TL;DR

Researchers at Maastricht University are using AI to reconstruct the rules of ancient board games whose instructions have been lost to time. The Digital Ludeme Project, led by Cameron Browne, has compiled all known board games from before 1875 and uses algorithmic generation and AI play-testing to infer plausible rulesets.

Breaking Games Into Parts

The project’s system, called Ludii, borrows computational techniques from genetics and applies them to game design. Researchers break games down into their constituent parts — called “ludemes” — and codify them in a database alongside cultural and historical information. These ludemes function somewhat like genes: small, modular components that can be recombined to produce complete rulesets.

Using algorithmic procedural generation, the system creates candidate rulesets for games where only fragments of the original rules survive. The approach has already produced results with a Roman board game discovered in a tomb in Slovakia in 2018, where physical game pieces were found but no instructions.

AI Agents as Quality Testers

Generated rulesets need evaluation, and that is where AI agents come in. The project uses Monte Carlo tree search — a simpler relative of the approach behind DeepMind’s AlphaGo — to play thousands of games under each candidate ruleset. The AI evaluates games against several quality criteria: strategic depth, dramatic tension, clear victory conditions, reasonable game length, and a low frequency of draws.

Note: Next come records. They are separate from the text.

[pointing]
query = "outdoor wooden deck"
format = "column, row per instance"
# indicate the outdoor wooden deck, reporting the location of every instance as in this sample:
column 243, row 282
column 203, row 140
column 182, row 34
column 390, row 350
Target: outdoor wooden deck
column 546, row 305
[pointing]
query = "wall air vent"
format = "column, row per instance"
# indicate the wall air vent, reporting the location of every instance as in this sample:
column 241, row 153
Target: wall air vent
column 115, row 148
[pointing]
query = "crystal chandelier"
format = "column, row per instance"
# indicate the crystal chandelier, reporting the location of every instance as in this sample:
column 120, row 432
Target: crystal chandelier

This automated play-testing allows the team to rapidly filter hundreds of rule variations and identify the ones that produce the most engaging gameplay. The result is not necessarily the exact historical ruleset, but a set of plausible reconstructions that are consistent with the available archaeological evidence and produce games worth playing.

Looking Forward

Browne’s team is clear that the system is intended to complement manual historical research, not replace it. The project has compiled all known games from before 1875 and created hundreds of variations, building a resource that historians and archaeologists can use alongside traditional methods. As the database grows and the AI agents improve, the project may help recover not just individual games but broader patterns in how human societies developed rules, strategy, and competitive play across cultures and centuries.